Small CLI tools to work with bibtex entries: get entries from DOI/arXiv/PubMed IDs and format bibtex files.
Just so you know, there is now Zotero BIB on the browser that can do this (and more). I will keep maintaining doi2bib though, since it is an integral part of my workflow.
This package provides three CLI tools:
- doi2bib - Get bibtex entries from DOI, arXiv ID, or PubMed ID (pretty printed with
bibfmt) - bibfmt - Pretty print and format bibtex files (using very few dependencies)
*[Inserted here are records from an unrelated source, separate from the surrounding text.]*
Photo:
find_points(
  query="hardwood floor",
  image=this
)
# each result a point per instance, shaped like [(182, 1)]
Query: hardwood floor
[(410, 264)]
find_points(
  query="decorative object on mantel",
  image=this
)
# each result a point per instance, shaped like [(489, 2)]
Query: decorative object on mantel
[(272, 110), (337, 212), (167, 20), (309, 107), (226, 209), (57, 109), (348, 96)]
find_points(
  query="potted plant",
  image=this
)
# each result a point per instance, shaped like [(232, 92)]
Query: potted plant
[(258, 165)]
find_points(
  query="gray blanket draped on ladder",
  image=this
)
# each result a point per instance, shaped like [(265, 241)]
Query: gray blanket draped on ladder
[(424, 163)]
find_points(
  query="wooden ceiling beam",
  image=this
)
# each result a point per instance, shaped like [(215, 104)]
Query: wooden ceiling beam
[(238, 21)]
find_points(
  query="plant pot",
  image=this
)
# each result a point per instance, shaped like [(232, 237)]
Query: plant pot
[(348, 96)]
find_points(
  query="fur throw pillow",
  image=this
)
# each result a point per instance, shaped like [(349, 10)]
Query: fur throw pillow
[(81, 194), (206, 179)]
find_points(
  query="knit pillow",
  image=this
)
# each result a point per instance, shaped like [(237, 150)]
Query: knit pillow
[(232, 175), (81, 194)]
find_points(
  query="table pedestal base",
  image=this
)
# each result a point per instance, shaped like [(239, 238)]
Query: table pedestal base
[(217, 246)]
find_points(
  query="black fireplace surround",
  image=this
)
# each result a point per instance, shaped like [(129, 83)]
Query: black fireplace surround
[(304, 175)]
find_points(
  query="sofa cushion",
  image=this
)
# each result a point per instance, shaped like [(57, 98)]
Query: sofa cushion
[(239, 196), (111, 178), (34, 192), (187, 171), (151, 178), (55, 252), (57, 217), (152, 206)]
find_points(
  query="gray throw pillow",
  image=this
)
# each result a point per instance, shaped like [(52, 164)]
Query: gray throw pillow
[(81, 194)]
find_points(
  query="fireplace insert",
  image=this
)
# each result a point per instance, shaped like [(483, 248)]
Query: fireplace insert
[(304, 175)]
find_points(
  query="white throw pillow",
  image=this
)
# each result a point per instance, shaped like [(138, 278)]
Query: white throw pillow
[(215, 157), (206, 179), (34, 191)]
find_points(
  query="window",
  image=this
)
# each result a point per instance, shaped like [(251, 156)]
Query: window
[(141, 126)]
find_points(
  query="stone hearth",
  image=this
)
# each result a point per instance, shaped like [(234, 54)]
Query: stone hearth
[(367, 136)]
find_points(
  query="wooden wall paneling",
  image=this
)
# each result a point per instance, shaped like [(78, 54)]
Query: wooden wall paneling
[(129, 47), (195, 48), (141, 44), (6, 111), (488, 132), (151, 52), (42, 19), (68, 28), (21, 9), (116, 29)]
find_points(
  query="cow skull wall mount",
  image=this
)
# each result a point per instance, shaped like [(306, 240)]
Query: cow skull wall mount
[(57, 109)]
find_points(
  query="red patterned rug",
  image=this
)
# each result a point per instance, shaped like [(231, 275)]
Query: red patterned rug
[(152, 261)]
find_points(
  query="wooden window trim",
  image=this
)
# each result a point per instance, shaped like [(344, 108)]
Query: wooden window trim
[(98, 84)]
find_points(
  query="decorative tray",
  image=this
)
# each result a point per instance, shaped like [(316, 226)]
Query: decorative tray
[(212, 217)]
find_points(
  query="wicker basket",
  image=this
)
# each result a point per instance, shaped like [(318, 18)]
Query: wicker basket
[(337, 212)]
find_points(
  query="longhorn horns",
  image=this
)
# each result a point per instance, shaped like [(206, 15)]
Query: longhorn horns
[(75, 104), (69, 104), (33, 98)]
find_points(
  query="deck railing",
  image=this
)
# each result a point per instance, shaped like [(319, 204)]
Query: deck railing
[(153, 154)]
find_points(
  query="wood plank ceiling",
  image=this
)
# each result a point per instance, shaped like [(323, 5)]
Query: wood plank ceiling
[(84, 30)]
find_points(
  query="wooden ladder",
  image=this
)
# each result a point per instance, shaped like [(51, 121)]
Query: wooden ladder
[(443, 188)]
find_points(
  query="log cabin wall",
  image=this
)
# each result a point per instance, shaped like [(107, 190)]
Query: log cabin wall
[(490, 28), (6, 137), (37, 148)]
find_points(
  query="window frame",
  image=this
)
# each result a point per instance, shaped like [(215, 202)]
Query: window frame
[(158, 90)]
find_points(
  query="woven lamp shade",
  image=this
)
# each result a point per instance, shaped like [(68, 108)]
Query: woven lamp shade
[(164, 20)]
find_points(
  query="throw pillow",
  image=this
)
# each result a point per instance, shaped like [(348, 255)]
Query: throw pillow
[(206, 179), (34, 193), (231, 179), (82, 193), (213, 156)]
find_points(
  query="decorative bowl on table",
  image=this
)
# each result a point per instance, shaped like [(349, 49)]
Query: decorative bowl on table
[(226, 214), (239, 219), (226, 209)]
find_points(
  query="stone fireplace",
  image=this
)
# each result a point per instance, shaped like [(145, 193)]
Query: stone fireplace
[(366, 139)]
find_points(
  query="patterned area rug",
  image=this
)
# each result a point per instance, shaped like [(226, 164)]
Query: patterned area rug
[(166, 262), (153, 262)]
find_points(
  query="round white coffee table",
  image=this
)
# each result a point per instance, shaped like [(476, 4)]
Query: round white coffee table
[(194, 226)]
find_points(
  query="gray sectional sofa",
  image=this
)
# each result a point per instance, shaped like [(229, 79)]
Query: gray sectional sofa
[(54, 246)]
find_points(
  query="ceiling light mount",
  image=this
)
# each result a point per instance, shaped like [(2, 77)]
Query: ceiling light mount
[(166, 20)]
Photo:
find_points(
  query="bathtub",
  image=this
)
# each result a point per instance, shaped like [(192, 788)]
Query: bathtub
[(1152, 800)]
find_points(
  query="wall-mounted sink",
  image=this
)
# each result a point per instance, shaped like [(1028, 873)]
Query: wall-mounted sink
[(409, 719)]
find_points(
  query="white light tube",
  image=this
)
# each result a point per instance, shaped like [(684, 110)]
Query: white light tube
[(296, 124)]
- bibdedup - Deduplicate BibTeX entries across multiple files
$ doi2bib --help=plain
NAME
doi2bib - A little CLI tool to get the bibtex entries for DOIs, arXiv
IDs, or PubMed IDs.
SYNOPSIS
doi2bib [OPTION]... [FILES]...
DESCRIPTION
doi2bib reads files containing identifiers (DOIs, arXiv IDs, or
PubMed IDs) with one identifier per line, and fetches the
corresponding BibTeX entries.
The tool automatically infers the type of identifier. You can force
the CLI to lookup a DOI by using the form 'doi:ID' or an arXiv ID by
using the form 'arXiv:ID'. PubMed IDs always start with 'PMC'.
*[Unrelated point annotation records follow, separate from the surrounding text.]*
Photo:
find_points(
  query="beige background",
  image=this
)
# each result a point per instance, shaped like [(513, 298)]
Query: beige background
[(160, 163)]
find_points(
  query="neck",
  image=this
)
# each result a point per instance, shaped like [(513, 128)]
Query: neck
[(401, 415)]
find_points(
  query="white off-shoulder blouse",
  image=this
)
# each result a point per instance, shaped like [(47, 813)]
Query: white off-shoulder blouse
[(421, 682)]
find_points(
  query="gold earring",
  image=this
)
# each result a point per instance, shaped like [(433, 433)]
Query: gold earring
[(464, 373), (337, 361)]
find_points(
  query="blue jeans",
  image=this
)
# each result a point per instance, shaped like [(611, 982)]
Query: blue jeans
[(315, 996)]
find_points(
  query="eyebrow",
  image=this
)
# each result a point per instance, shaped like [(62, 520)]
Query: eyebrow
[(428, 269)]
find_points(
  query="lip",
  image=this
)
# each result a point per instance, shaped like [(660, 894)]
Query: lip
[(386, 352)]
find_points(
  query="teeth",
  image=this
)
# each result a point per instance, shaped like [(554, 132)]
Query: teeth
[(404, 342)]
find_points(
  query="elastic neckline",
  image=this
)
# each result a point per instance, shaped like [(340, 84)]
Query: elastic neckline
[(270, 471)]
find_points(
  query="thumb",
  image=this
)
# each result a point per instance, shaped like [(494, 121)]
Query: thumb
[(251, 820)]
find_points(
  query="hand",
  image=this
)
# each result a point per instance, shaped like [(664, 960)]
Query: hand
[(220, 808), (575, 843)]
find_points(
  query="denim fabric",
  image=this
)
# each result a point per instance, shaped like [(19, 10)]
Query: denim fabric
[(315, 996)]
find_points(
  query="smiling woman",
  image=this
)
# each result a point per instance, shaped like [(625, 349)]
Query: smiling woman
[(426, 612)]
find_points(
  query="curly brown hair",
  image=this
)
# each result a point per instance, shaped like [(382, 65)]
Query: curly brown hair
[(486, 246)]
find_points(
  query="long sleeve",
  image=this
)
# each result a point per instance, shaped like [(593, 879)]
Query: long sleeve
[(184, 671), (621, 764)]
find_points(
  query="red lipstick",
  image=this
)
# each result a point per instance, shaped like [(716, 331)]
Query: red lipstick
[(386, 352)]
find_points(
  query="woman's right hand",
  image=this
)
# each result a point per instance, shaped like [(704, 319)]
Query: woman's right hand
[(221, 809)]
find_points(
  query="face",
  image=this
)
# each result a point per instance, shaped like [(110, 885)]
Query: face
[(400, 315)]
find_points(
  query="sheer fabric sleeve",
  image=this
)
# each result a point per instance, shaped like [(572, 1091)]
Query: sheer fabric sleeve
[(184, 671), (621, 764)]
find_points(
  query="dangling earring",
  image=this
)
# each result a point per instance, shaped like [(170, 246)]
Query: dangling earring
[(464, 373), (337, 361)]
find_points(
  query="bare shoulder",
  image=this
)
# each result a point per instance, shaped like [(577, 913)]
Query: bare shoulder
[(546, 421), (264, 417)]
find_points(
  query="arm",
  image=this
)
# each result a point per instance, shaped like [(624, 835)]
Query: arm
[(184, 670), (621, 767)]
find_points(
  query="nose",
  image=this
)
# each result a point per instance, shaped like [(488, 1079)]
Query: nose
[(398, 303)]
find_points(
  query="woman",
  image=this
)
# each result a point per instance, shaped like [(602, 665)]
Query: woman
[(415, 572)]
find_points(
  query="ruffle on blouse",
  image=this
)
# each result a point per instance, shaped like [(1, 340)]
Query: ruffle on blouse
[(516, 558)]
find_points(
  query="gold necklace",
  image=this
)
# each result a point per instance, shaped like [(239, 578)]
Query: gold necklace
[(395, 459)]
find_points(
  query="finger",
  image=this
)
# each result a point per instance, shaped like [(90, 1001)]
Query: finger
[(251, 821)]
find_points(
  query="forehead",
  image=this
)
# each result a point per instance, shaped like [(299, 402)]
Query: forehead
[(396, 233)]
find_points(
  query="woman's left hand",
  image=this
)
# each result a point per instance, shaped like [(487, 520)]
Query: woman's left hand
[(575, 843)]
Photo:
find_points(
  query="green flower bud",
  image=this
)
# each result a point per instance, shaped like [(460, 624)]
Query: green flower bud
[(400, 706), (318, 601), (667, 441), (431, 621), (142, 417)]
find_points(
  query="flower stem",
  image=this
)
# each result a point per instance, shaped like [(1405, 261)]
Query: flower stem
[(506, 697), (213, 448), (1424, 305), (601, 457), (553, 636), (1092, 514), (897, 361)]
Use '-' as a filename to read identifiers from stdin.
ARGUMENTS
FILES Files containing DOIs, arXiv IDs, or PubMed IDs (one per
line). Use '-' to read from stdin. Multiple files can be
specified and will be processed sequentially.
OPTIONS
-o OUTPUT, --output=OUTPUT (absent=stdout)
Append the bibtex output to the specified file. It will create the
file if it does not exist. If not specified, writes to stdout.
--help[=FMT] (default=auto)
Show this help in format FMT. The value FMT must be one of `auto',
`pager', `groff' or `plain'. With `auto', the format is `pager` or
`plain' whenever the TERM env var is `dumb' or undefined.
--version
Show version information.
EXAMPLES
Process a file containing DOIs:
$ doi2bib dois.txt -o bibliography.bib
Process multiple files:
$ doi2bib dois.txt arxiv_ids.txt -o bibliography.bib
Read from stdin:
$ echo '10.1145/3357713.3384296' | doi2bib -
Combine stdin with files:
$ echo '10.1000/xyz123' | doi2bib - existing.txt -o output.bib
EXIT STATUS
doi2bib exits with the following status:
0 on success.
124 on command line parsing errors.
125 on unexpected internal errors (bugs).
BUGS
Report bugs to https://github.com/mseri/doi2bib/issues
The tool retrieves the bibtex entry using published details when possible.
$ bibfmt --help=plain
NAME
bibfmt - A little CLI tool to pretty print bibtex files.
SYNOPSIS
bibfmt [OPTION]... [FILES]...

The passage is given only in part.